We provide classes pascal.taie.analysis.graph.callgraph.cha.CHATest and pascal.taie.analysis.dataflow.analysis.constprop.InterCPTest as the test drivers for CHA and interprocedural constant propagation, and you could use them to test your implementation as described in Set Up Tai-e Assignments.

We encourage you to use your implementation of Assignment 2, i.e., intraprocedural constant propagation, to analyze the test cases in this assignment, and observe the precision differences between intra- and inter-procedural analyses.

From this assignment, the analyses you implement are interprocedural analyses, which analyze a program from its entry method, i.e., the main method.
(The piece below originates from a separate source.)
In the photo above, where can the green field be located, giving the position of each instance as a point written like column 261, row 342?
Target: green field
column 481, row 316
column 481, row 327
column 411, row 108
Hence, if you want to write a test case for your implementation, please make sure that the input class contains a public static void main(String[]) method.

## # 6 General Requirements

• In this assignment, your only goal is correctness. Efficiency is not your concern.

• DO NOT distribute the assignment package to any others.

• Last but not least, DO NOT plagiarize. The work must be all your own!

## # 7 Submission of Assignment

Your submission should be a zip file, which contains your implementation of

• CHABuilder.java
• InterConstantPropagation.java
• InterSolver.java

The points will be allocated for correctness. We will use your submission to analyze the given test files from the src/test/resources/ directory, as well as other tests of our own, and compare your output to that of our solution.